Его жена полностью посвятила себя воспитанию сына. Разумовский ни во что не вмешивался. Он был даже рад, что ему не приходится возиться с ребенком и жена не заставляет его это делать. Другое дело, что не до конца излеченная истеричная жена своей сексуализацией материнства способствовала такому развитию их ребенка, которое обернулось превращением его в маменькиного сынка, потребительски относящегося к своим родителям, не желающего ничего делать и добиваться чего-либо своим трудом.

Прошли годы. Разумовский давно махнул рукой на своего непутевого отпрыска, ставшего под влиянием слепой материнской любви лоботрясом и тунеядцем. Он не испытывал никаких чувств и по отношению к жене. Ее раздражительный тон совсем не задевал его. Не вступая ни в какие пререкания и споры с женой и сыном, он старался как можно меньше общаться с ними, предпочитая одиночество и погружение в свои мысли, связанные с профессиональной деятельностью. Давно появившаяся на его лице отрешенность от мирской суеты давала знать о себе не только на работе, но и в семье. Лишь с годами углубляющиеся морщины и никому не ведомая грусть делали его лицо непроницаемым, а чуть сгорбленную фигуру – олицетворением безучастности ко всему происходящему вокруг него.

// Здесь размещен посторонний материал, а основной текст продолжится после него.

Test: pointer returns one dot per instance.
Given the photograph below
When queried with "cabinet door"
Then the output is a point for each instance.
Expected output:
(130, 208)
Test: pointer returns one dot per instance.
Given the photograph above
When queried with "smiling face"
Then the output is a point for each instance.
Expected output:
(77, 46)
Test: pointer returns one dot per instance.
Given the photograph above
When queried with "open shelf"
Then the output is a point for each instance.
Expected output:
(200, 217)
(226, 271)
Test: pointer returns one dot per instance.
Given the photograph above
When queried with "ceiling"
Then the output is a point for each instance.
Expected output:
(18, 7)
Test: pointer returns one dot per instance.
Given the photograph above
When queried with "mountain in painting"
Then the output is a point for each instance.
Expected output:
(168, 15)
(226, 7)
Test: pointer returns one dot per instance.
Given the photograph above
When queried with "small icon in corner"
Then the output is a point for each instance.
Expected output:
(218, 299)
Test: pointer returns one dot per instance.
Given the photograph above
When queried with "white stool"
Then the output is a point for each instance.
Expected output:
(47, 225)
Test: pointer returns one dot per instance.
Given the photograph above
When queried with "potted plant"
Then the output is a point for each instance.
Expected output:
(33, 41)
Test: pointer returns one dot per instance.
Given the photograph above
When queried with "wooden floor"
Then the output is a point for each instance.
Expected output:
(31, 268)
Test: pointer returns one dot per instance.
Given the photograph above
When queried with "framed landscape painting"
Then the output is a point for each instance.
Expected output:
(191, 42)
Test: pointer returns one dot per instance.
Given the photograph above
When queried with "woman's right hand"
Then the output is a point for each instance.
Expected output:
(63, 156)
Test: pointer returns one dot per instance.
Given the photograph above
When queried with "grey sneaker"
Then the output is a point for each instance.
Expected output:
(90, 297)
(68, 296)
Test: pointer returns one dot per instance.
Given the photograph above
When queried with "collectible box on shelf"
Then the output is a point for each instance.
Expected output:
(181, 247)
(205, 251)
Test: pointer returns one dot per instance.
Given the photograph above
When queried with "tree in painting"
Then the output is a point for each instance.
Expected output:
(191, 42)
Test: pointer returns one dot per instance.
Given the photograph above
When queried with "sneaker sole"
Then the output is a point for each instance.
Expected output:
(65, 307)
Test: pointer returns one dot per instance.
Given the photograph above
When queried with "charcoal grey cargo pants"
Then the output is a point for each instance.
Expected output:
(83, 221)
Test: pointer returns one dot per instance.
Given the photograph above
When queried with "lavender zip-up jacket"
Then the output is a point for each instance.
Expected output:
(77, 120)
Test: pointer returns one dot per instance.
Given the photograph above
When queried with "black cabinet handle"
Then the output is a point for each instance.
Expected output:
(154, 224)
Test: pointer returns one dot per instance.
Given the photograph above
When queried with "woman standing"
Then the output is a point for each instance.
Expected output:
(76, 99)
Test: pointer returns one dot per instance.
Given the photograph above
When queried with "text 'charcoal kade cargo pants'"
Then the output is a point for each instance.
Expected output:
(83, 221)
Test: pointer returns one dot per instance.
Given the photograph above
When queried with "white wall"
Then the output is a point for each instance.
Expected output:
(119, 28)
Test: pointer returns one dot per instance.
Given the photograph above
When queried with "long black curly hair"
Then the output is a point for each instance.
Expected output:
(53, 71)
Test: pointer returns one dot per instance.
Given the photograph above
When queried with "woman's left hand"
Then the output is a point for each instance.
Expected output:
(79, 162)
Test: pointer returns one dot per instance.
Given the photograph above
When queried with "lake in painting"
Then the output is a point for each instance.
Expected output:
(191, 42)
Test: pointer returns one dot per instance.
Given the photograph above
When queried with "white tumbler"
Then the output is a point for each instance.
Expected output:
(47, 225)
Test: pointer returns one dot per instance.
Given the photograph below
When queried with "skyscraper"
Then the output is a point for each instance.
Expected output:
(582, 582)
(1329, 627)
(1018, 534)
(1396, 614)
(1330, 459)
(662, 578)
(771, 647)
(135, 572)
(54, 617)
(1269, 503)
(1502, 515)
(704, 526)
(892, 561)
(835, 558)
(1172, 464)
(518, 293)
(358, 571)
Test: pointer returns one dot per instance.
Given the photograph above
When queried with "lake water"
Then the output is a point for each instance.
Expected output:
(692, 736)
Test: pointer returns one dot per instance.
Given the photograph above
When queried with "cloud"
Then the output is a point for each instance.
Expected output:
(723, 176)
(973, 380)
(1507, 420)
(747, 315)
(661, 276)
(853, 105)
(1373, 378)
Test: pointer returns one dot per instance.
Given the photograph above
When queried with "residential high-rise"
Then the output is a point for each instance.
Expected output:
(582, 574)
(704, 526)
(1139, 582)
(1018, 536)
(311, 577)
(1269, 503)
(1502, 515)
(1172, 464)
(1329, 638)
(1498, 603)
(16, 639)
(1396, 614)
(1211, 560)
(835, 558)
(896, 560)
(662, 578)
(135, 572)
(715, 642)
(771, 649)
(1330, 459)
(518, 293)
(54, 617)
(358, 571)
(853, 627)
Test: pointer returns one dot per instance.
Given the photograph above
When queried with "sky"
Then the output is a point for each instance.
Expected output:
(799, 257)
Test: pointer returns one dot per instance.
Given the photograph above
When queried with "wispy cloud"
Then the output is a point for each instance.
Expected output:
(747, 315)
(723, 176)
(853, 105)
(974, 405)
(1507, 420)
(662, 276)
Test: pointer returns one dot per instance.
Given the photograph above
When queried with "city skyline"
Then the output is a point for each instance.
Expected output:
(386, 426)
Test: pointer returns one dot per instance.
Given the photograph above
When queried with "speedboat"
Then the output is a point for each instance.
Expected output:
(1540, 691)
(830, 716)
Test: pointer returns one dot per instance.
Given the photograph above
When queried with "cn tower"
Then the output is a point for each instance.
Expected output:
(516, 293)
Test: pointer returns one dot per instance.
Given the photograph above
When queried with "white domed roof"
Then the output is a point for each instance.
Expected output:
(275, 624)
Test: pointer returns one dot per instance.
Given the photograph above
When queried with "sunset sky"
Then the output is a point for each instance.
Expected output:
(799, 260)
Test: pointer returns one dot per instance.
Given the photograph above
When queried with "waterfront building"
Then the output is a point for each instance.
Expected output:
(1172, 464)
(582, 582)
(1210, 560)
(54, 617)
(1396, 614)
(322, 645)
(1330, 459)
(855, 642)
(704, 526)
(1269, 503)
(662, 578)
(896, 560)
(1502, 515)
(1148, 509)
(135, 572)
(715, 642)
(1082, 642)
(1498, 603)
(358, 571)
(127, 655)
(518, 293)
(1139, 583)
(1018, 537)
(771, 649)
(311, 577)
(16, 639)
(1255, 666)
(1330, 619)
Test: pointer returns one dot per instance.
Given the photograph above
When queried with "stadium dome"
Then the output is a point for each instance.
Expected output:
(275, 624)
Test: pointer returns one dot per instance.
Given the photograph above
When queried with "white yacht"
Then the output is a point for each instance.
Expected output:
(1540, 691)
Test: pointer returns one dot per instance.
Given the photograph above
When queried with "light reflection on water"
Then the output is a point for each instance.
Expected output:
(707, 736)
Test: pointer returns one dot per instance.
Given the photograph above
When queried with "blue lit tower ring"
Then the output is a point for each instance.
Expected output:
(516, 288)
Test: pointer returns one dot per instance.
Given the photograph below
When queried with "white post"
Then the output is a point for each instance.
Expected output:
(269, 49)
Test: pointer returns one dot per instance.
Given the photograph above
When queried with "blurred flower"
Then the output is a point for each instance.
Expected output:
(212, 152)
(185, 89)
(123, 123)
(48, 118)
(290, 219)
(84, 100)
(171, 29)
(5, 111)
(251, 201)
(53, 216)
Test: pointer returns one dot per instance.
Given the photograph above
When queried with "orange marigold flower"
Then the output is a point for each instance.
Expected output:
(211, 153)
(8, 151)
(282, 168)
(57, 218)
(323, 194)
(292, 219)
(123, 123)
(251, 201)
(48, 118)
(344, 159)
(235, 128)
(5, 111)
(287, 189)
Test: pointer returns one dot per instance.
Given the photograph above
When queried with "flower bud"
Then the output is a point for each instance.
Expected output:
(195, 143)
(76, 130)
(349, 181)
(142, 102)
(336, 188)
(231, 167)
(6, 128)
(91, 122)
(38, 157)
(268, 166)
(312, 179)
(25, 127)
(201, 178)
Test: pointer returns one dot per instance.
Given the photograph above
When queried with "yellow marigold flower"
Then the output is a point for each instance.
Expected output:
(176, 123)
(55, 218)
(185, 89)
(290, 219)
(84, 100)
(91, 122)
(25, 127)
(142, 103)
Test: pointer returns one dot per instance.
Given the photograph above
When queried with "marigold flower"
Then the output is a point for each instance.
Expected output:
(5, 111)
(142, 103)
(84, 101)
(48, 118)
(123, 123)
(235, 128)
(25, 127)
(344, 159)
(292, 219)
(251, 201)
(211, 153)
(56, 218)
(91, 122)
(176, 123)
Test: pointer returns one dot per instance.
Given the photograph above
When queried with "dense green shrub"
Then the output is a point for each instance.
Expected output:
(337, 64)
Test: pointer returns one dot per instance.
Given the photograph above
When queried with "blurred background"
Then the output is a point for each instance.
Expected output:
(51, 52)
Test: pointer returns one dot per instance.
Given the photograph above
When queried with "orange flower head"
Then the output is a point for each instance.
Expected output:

Однако отражаемая на лице и во всей фигуре Разумовского безучастность была обманчивой. В кругу немногочисленных друзей, главным образом его коллег Вайсмана и Киреева, он по-своему раскрывался, «оттаивал» и не выглядел столь угрюмым, как это было обычно в окружении других людей. В отличие от психиатрической больницы, частная практика доставляла ему удовольствие, поскольку Разумовский мог не только соприкасаться с тайнами души своих пациентов, но и в ряде случаев оказывать им необходимую помощь, избавлять их от причиняющих боль страданий. Глубоко в себе он переживал за них и даже отчасти проживал их жизнь. Однако беспристрастное выражение его лица ничем не выдавало внутреннего чувства сострадания, сопричастности с несчастными судьбами пациентов и несомненной заинтересованности Разумовского в благоприятном исходе лечения. Расслабление мышц его лица, на котором проступали признаки благожелательности, происходило лишь тогда, когда он тихо сидел в своем кресле, расположенном вне поля зрения лежащего на кушетке пациента, и внимательно слушал исповедальное говорение последнего, придерживающегося метода свободных ассоциаций. Но как раз этого-то и не мог видеть пациент, привыкший к тому, что каждую сессию его встречает довольно строгий аналитик, не позволяющий себе ничего лишнего, тем более какой-либо фамильярности.

Словом, будни Разумовского были всецело заполнены профессиональной деятельностью в психиатрической больнице, в которой в последние годы он работал на полставке, и частной практикой, являющейся для него не только источником доходов, но и необходимой для его жизни отдушиной, составляющей главный смысл его существования. Что касается семьи, его жены и уже взрослого сына, то они меньше всего интересовали Разумовского, хотя по привычке он старался поддерживать видимость более или менее нормальных отношений. Профессиональная деятельность настолько поглощала его, что в конечном счете семейная жизнь воспринималась им как некий придаток к тому главному, чему он целиком и полностью посвящал себя. В этом смысле семейная жизнь не тяготила его, и он не помышлял о каких-либо возможных переменах.